= Probability of kill =

Video game terminology

Computer games, simulations, models, and operations research programs often require a mechanism to determine statistically how likely the engagement between a weapon and a target will result in a satisfactory outcome (i.e. "kill"), known as the probability of kill. Performance auditing and statistical decisions are required when all of the variables that must be considered are not incorporated into the current model, similar to the actuarial methods used by insurance companies to deal with large numbers of customers and huge numbers of variables. Likewise, military planners rely on such calculations to determine the quantity of weapons necessary to destroy an enemy force.

The probability of kill, or "P_{k}", is usually based on a uniform random number generator. This algorithm creates a number between 0 and 1 that is approximately uniformly distributed in that space. If the P_{k} of a weapon/target engagement is 30% (or 0.30), then every random number generated that is less than 0.3 is considered a "kill"; every number greater than 0.3 is considered a "no kill". When used many times in a simulation, the average result will be that 30% of the weapon/target engagements will be a kill and 70% will not be a kill.

This measure may also be used to express the accuracy of a weapon system, known as the probability of hit or "P_{hit}". For example, if a weapon is expected to hit a target nine times out of ten with a representative set of ten engagements, one could say that this weapon has a P_{hit} of 0.9. If the chance of hits is nine out of ten, but the probability of a kill with a hit is 0.5, then the P_{k} becomes 0.45 or 45%. This reflects the fact that even modern guided warheads may not always destroy a hit target such as an aircraft, missile or main battle tank.
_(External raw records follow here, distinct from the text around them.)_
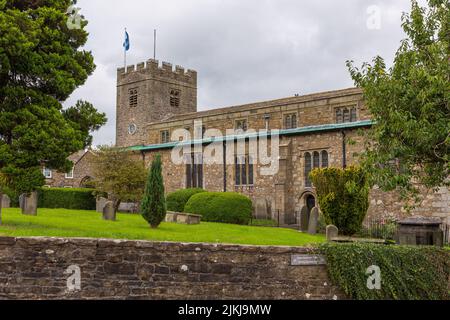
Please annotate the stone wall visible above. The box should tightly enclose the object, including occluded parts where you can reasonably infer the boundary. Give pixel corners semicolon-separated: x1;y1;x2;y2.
0;238;345;299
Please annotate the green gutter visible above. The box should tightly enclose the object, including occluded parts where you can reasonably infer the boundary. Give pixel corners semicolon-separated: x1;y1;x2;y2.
127;120;374;151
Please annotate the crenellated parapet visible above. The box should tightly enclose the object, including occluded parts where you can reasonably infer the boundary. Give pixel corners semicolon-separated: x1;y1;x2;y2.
117;59;197;86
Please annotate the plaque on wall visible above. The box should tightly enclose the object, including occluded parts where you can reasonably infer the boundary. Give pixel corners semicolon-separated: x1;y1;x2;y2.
291;254;326;266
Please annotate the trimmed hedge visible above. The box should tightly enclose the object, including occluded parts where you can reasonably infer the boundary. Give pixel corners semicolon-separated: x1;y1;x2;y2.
320;243;450;300
38;188;96;210
184;192;252;225
166;188;206;212
310;167;369;236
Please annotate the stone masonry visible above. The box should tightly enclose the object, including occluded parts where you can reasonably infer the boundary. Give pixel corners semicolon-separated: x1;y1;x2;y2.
0;238;345;300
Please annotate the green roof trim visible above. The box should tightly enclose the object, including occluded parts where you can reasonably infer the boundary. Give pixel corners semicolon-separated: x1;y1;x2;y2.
127;120;374;151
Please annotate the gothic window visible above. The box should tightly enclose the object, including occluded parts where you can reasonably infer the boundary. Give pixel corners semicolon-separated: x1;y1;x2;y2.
186;153;203;188
350;107;357;122
284;113;297;129
336;108;344;123
320;150;328;168
161;130;170;143
335;107;358;123
128;88;138;107
344;108;350;122
235;119;248;132
65;167;73;179
170;89;181;107
194;125;206;139
234;156;254;186
305;152;312;188
42;167;52;179
313;151;320;169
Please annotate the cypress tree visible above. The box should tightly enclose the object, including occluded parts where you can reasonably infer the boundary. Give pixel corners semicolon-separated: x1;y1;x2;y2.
141;154;166;228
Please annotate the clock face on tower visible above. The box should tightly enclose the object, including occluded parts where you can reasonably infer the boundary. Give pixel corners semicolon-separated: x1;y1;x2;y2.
128;123;137;135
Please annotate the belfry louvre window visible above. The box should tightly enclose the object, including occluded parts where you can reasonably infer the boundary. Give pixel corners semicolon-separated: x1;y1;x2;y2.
284;113;297;129
235;119;248;132
170;89;181;107
185;153;203;188
234;156;254;186
161;130;170;143
335;107;358;123
128;88;138;107
305;150;329;188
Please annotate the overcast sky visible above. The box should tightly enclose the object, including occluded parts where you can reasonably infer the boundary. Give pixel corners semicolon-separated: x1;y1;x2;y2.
65;0;423;145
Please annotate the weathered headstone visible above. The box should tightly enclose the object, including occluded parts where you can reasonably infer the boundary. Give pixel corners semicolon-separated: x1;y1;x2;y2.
327;224;339;241
164;211;178;222
22;191;38;216
177;213;202;224
19;194;26;210
255;198;270;219
308;207;320;234
95;197;108;213
300;206;309;232
103;201;116;221
2;194;11;209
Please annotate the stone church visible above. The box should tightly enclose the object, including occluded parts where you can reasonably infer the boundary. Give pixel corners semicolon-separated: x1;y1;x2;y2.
44;59;450;225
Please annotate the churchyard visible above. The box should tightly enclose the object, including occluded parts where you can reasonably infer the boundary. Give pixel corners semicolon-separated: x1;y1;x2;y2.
0;208;325;246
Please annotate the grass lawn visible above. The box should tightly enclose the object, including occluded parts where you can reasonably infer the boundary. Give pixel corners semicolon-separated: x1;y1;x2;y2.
0;209;325;246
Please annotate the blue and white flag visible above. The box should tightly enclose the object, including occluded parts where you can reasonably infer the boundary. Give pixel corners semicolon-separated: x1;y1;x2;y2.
123;31;130;51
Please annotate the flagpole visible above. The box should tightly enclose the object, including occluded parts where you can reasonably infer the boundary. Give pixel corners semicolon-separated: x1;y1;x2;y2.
153;29;156;60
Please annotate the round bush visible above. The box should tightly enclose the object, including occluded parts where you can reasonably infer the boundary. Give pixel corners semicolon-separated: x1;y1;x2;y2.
184;192;252;225
166;188;206;212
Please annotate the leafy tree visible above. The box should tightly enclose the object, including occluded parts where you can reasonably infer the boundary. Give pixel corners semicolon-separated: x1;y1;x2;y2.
0;0;106;219
141;154;166;228
93;146;146;211
62;100;107;146
310;167;369;236
347;0;450;200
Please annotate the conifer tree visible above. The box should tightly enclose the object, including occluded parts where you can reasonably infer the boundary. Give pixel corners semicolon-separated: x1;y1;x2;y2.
141;154;166;228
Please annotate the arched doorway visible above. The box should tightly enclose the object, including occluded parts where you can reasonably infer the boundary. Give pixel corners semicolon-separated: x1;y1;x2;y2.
305;194;316;213
80;176;95;188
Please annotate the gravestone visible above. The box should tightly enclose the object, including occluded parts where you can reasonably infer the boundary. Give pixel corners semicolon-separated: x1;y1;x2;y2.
95;197;108;213
308;207;320;234
19;194;25;210
327;224;339;241
255;198;270;219
300;206;309;232
22;191;38;216
2;194;11;209
177;213;202;224
103;201;116;221
164;211;178;222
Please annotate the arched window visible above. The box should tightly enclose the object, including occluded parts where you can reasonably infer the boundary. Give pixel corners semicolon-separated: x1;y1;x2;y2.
321;150;328;168
313;151;320;169
350;107;357;122
344;108;350;122
305;152;312;187
336;108;344;123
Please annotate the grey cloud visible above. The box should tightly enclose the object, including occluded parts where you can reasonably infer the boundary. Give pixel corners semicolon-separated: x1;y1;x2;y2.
66;0;423;144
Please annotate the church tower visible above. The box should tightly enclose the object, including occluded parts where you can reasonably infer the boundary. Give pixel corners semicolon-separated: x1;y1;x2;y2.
116;59;197;147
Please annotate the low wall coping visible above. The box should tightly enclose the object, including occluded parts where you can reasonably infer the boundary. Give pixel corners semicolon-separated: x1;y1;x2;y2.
0;236;318;254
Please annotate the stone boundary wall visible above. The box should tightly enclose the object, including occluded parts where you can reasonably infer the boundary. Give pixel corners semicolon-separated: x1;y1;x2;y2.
0;237;345;300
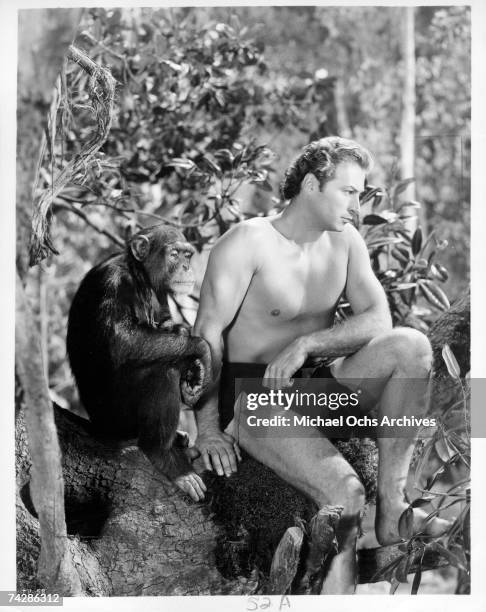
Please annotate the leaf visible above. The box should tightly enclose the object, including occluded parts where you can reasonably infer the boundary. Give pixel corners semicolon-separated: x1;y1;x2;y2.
393;178;415;198
160;60;182;72
363;215;388;225
395;555;411;583
412;227;422;255
214;89;226;107
167;157;196;170
426;542;467;572
418;279;450;311
391;247;410;265
410;495;434;508
411;567;422;595
359;185;383;206
368;236;403;249
442;344;461;380
398;506;413;540
389;576;400;595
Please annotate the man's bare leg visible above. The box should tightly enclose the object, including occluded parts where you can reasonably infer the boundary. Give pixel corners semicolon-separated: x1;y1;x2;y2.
225;401;365;594
332;328;449;545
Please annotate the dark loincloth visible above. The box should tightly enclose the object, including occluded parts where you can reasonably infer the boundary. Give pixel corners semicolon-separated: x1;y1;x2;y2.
218;361;348;431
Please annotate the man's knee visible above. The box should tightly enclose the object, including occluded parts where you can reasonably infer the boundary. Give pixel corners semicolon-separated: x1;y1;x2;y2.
383;327;432;377
321;473;366;516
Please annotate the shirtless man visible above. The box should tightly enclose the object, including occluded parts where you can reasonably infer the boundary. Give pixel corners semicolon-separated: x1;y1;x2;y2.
194;137;447;594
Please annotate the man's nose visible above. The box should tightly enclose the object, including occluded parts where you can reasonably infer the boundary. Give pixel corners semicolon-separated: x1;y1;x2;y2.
348;194;359;214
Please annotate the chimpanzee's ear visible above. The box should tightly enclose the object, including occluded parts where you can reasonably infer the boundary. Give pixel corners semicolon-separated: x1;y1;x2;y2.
130;234;150;261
Additional factors include the probability of detection (P_{d}), reliability of the targeting system (R_{sys}), and reliability of the weapon (R_{w}), to name a few. For example, if a missile operates properly e.g. 90% of the time (assuming a good shot), the targeting system operates properly 85% of the time, and enemy targets are detected at 50%, accuracy of the P_{k} estimation can be increased:

P_{k} = P_{hit} * P_{d} * R_{sys} * R_{w}

For example:

P_{k} = 0.9 * 0.5 * 0.85 * 0.90 = 0.344

Users can also specify a probability according to a class of targets, for example, it has been stated that the SA-10 surface-to-air missile system has a P_{k} of 0.9 against highly maneuvering targets, whereas its P_{k} against non-maneuvering targets is much higher.